Saturday, March 05, 2011

Marketing and th Dark Night of the Soul

"In the real dark night of the soul," wrote F.Scott Fitzgerald, "It is always three o'clock in the morning."   On this line, I agree with Keith Humphries that watching TV in the middle of the night is a pretty depressing experience but I think he has it backwards.   We learn from such lugubrious inquiries, Keith says:
(1) You are not all right the way you are (i.e., you are fat, lonely, unattractive, out of work, poor)
(2) There is a product you can buy that will immediately make you all right
But watching TV at the lonely hour is not the cause of self-contempt; it is the consequence.  Nobody has to tell you that your life is screwed up;you knew that already or you wouldn't be here.  That's why you are a secure for a cure.

It all makes me remember the late Hugh Slate, LA lawyer and the proprietor of the first bankruptcy mill with which I was ever closely acquainted.  Some thought Hugh was a shyster and I recognize a fair basis for that belief: there is good reason to suspect that any lawyer who advertises on TV is a shyster. But I have another opinion: I think  was just an early master of mass marketing and economies of scale.   I do remember his ads, where he'd repeat, with his rich Tennessee accent (as a commentator remembers it): "we make bill collectors leave you alone, and that means leave you alone."

 

Got it? Now go and get some sleep. And call me in the morning.

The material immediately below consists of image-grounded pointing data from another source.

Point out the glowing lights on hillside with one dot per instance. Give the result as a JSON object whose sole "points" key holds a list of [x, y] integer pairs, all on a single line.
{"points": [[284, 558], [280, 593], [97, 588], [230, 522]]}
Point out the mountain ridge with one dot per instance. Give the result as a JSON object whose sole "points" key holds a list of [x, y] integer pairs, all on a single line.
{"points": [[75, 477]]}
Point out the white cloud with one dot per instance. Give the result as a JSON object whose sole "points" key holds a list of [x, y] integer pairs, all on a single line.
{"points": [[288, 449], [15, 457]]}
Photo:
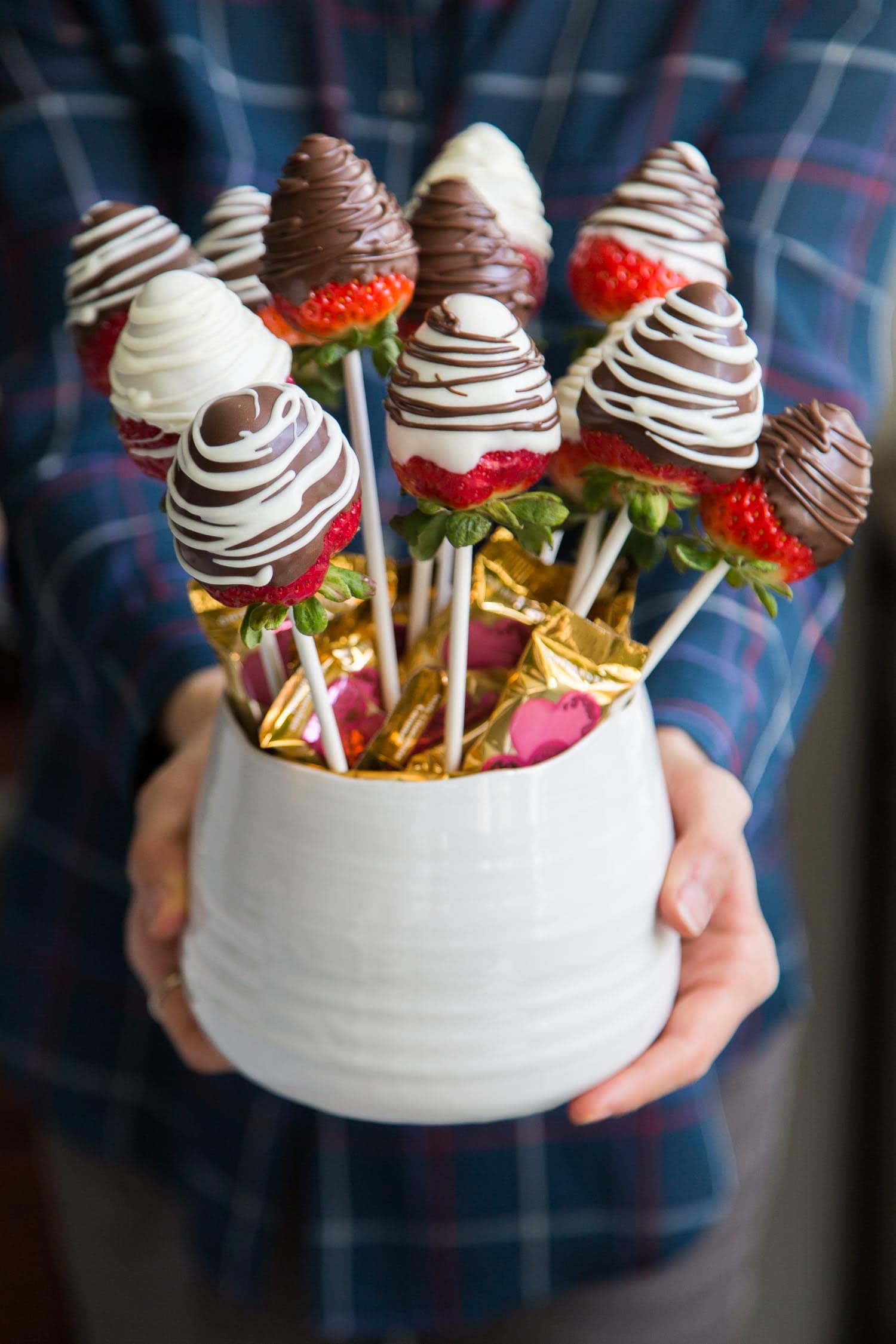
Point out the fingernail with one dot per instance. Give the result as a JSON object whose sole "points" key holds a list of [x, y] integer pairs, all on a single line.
{"points": [[695, 907], [603, 1110]]}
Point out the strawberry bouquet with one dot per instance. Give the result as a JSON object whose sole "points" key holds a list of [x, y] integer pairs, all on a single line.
{"points": [[467, 923]]}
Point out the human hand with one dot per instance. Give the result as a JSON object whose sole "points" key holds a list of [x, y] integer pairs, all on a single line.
{"points": [[158, 864], [729, 961]]}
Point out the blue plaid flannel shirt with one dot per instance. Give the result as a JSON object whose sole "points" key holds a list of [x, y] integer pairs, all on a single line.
{"points": [[170, 101]]}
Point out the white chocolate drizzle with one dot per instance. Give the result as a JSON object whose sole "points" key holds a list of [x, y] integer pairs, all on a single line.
{"points": [[691, 413], [246, 536], [670, 211], [469, 382], [119, 256], [499, 174], [234, 243], [187, 340]]}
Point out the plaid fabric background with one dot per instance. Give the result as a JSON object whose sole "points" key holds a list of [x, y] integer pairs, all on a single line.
{"points": [[168, 101]]}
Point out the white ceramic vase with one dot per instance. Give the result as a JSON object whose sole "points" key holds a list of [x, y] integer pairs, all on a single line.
{"points": [[441, 952]]}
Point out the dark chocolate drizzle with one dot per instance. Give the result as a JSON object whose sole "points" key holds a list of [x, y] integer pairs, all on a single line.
{"points": [[332, 221], [657, 339], [700, 206], [507, 362], [816, 467], [124, 260], [225, 421], [465, 250]]}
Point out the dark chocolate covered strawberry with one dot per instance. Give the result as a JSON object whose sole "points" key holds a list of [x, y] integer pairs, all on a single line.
{"points": [[340, 259], [660, 230], [801, 506]]}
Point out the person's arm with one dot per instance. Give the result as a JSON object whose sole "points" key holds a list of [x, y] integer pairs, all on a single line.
{"points": [[101, 597], [808, 175]]}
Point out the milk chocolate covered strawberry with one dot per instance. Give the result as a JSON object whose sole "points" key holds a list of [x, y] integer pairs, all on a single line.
{"points": [[673, 407], [471, 409], [262, 492], [480, 225], [800, 508], [660, 230]]}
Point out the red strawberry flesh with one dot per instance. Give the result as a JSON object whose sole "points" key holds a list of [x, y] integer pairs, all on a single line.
{"points": [[139, 434], [493, 476], [333, 309], [741, 522], [609, 278], [96, 348], [339, 534], [613, 452]]}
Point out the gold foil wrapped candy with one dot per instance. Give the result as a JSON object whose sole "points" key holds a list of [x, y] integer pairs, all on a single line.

Afterthought:  I suppose the counter would be the idea that "three o'clock is not a good time to start anything, whether morning or afternoon."  And BTW, yes, Keith said four o'clock, not three, but same difference.

Defensive Update:  You were watching, Buce?  Got some self-contempt issues, have we?  No, not really, but I've always been a patchy and inconsistent sleeper.